When and how to photograph respectfully
Casual tourist photography is welcomed outside liturgies, but the Cathedral’s rules are specific. Flash photography and tourist visits are not allowed during Mass, Confession, Eucharistic Adoration, weddings, funerals, or other services. Do not photograph identifiable people without consent.
For personal images, three compositions worked especially well:
- Dome: stand on the centerline and use a wide lens, keeping the chandelier within the frame.
- Sanctuary: photograph from below the sanctuary steps, centered on the baldachin—without crossing into sacred space.
- East wall: turn from the altar and align the rose window with both organ cases.
Professional, staged, commercial, wedding, and event photography require advance permission. Even casual photography can be stopped if it disrupts worship or visitors.
Current hours, tours, parking, and accessibility
| Address | 239 Selby Avenue, Saint Paul, MN 55102 |
|---|---|
| Church hours | Daily 7:00 a.m.–7:00 p.m., except holidays and special events |
| Admission | Free for a casual self-guided visit |
| Weekday guided tour | Normally 1:00 p.m. Monday–Friday by advance request and subject to availability |
| Suggested guided-tour donation | Currently $15 per person for up to nine people; $5 per person for groups of ten or more |
| Typical visit | 45–60 minutes self-guided; guided tours about one hour |
Tour availability changes around holy days, civic holidays, weddings, funerals, and other liturgies. Request a guided tour in advance rather than appearing at 1:00 p.m. and assuming a docent will be available.
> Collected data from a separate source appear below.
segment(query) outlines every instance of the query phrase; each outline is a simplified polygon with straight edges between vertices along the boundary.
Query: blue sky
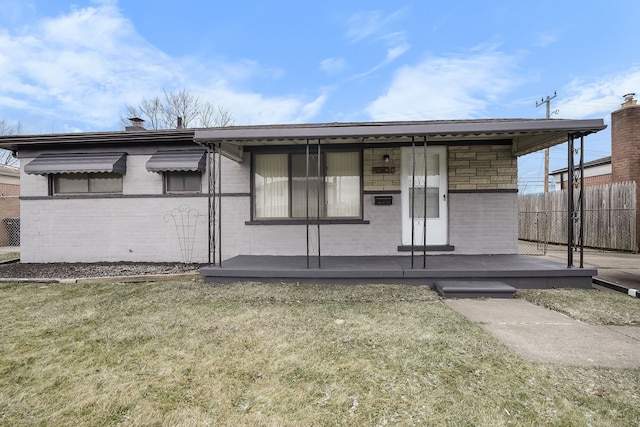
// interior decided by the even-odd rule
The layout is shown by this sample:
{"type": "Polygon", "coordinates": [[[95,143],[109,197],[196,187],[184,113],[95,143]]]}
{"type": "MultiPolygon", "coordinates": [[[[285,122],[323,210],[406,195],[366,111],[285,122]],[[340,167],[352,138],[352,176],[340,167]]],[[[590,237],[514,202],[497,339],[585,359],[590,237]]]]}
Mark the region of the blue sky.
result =
{"type": "MultiPolygon", "coordinates": [[[[604,118],[640,93],[640,2],[0,0],[0,119],[121,129],[186,88],[236,124],[604,118]]],[[[587,160],[610,153],[608,131],[587,160]]],[[[542,153],[520,161],[541,186],[542,153]]],[[[566,166],[562,147],[551,169],[566,166]]]]}

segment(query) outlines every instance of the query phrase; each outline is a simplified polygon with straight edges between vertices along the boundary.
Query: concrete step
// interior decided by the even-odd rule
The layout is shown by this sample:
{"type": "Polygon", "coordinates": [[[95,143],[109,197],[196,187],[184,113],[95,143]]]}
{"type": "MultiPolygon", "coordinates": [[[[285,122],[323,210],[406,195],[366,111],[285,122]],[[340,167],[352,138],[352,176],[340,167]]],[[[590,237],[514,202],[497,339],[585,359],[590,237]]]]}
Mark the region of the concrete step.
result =
{"type": "Polygon", "coordinates": [[[444,298],[513,298],[516,288],[504,282],[437,280],[434,287],[444,298]]]}

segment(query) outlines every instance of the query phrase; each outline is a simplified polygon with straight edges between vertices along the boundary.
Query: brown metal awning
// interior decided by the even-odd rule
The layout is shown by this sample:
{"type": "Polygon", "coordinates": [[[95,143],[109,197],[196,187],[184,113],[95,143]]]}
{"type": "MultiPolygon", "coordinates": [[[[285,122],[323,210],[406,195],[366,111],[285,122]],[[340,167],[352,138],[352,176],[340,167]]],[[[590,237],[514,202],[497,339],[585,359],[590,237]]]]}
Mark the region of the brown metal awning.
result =
{"type": "Polygon", "coordinates": [[[149,172],[204,172],[204,150],[158,150],[147,161],[149,172]]]}
{"type": "Polygon", "coordinates": [[[119,173],[127,170],[126,153],[40,154],[24,166],[25,173],[119,173]]]}

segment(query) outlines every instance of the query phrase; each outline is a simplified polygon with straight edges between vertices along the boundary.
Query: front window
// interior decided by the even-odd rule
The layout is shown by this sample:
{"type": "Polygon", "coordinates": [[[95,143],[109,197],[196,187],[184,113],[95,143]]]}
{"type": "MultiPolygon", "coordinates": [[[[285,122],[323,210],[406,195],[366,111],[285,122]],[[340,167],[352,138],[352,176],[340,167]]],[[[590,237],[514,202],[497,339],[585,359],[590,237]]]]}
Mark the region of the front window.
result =
{"type": "Polygon", "coordinates": [[[53,175],[53,194],[122,194],[118,173],[70,173],[53,175]]]}
{"type": "Polygon", "coordinates": [[[360,152],[255,154],[254,218],[359,218],[360,152]],[[320,169],[320,171],[318,171],[320,169]],[[308,177],[307,177],[308,176],[308,177]]]}

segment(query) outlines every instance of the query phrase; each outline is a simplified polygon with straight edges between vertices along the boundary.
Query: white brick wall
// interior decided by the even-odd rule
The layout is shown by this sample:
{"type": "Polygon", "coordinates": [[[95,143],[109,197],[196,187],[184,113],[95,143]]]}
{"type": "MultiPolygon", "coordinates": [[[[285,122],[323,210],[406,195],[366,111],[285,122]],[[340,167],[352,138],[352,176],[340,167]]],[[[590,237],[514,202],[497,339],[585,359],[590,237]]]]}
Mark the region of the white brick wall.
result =
{"type": "MultiPolygon", "coordinates": [[[[223,188],[224,184],[223,184],[223,188]]],[[[370,224],[326,224],[320,226],[323,255],[397,255],[401,244],[400,195],[391,206],[374,206],[373,196],[364,197],[364,219],[370,224]]],[[[249,197],[222,199],[223,258],[236,255],[305,255],[305,225],[246,225],[249,197]]],[[[317,253],[317,226],[310,227],[312,253],[317,253]]]]}
{"type": "Polygon", "coordinates": [[[251,155],[249,153],[244,154],[242,163],[222,157],[222,192],[249,193],[251,191],[250,169],[251,155]]]}
{"type": "Polygon", "coordinates": [[[150,158],[150,154],[127,156],[122,194],[162,194],[162,174],[147,170],[146,165],[150,158]]]}
{"type": "Polygon", "coordinates": [[[450,193],[449,242],[458,254],[518,253],[517,193],[450,193]]]}
{"type": "Polygon", "coordinates": [[[183,204],[202,215],[192,221],[191,261],[206,262],[207,201],[192,197],[23,200],[20,257],[23,262],[183,261],[170,216],[183,204]]]}

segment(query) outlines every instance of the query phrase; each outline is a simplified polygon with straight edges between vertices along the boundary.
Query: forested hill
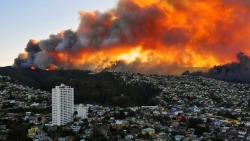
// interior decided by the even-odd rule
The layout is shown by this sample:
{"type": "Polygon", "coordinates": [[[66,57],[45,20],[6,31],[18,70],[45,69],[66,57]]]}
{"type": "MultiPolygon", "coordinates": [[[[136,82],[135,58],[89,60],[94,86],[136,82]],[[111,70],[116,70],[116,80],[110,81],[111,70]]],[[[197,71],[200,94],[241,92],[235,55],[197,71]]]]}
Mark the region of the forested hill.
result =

Parking is available across Selby Avenue, in lots across John Ireland Boulevard, and along Selby and Dayton avenues. Check posted restrictions and event closures rather than assuming every space is free.
The accessible main-church entrance is off Selby Avenue; the accessible lower-level entrance is on Dayton Avenue. An elevator operates inside. Designated accessible street parking is available near the Selby entrance, and assisted-listening FM receivers are available for worshippers who need them.
Best timing: early morning can be exceptionally quiet, but check the Mass schedule first. If a service is underway, attend respectfully or return later. The hush after Mass is part of the experience; it is not merely an obstacle before photography begins.
To place the Cathedral within a broader trip, use our two-day Minneapolis and St. Paul itinerary, which continues to the Minnesota Capitol, Mill City Museum, Stone Arch Bridge, Mia, and Mall of America.
Church hours, Masses, Confession, Adoration, tour availability, suggested donations, museum access, parking, road closures, and photography restrictions change. Details were verified against the Cathedral’s official visitor information on July 16, 2026. Respect posted signs and staff instructions during your visit.